Schur and Fourier multipliers of an amenable group acting on non-commutative $L^p$-spaces

Abstract:

Consider a completely bounded Fourier multiplier $\phi$ of a locally compact group $G$, and take $1 \leq p \leq \infty$. One can associate to $\phi$ a Schur multiplier on the Schatten classes $\mathcal {S}_p(L^2 G)$, as well as a Fourier multiplier on $L^p(\mathcal {L} G)$, the non-commutative $L^p$-space of the group von Neumann algebra of $G$. We prove that the completely bounded norm of the Schur multiplier is not greater than the completely bounded norm of the $L^p$-Fourier multiplier.
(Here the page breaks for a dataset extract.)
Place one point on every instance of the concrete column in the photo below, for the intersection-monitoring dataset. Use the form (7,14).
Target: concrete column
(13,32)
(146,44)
When $G$ is amenable we show that equality holds, extending a result by Neuwirth and Ricard to non-discrete groups.

For a discrete group $G$ and in the special case when $p\neq 2$ is an even integer, we show the following. If there exists a map between $L^p(\mathcal {L} G)$ and an ultraproduct of $L^p(\mathcal {M}) \otimes \mathcal {S}_p(L^2G)$ that intertwines the Fourier multiplier with the Schur multiplier, then $G$ must be amenable. This is an obstruction to extend the Neuwirth-Ricard result to non-amenable groups.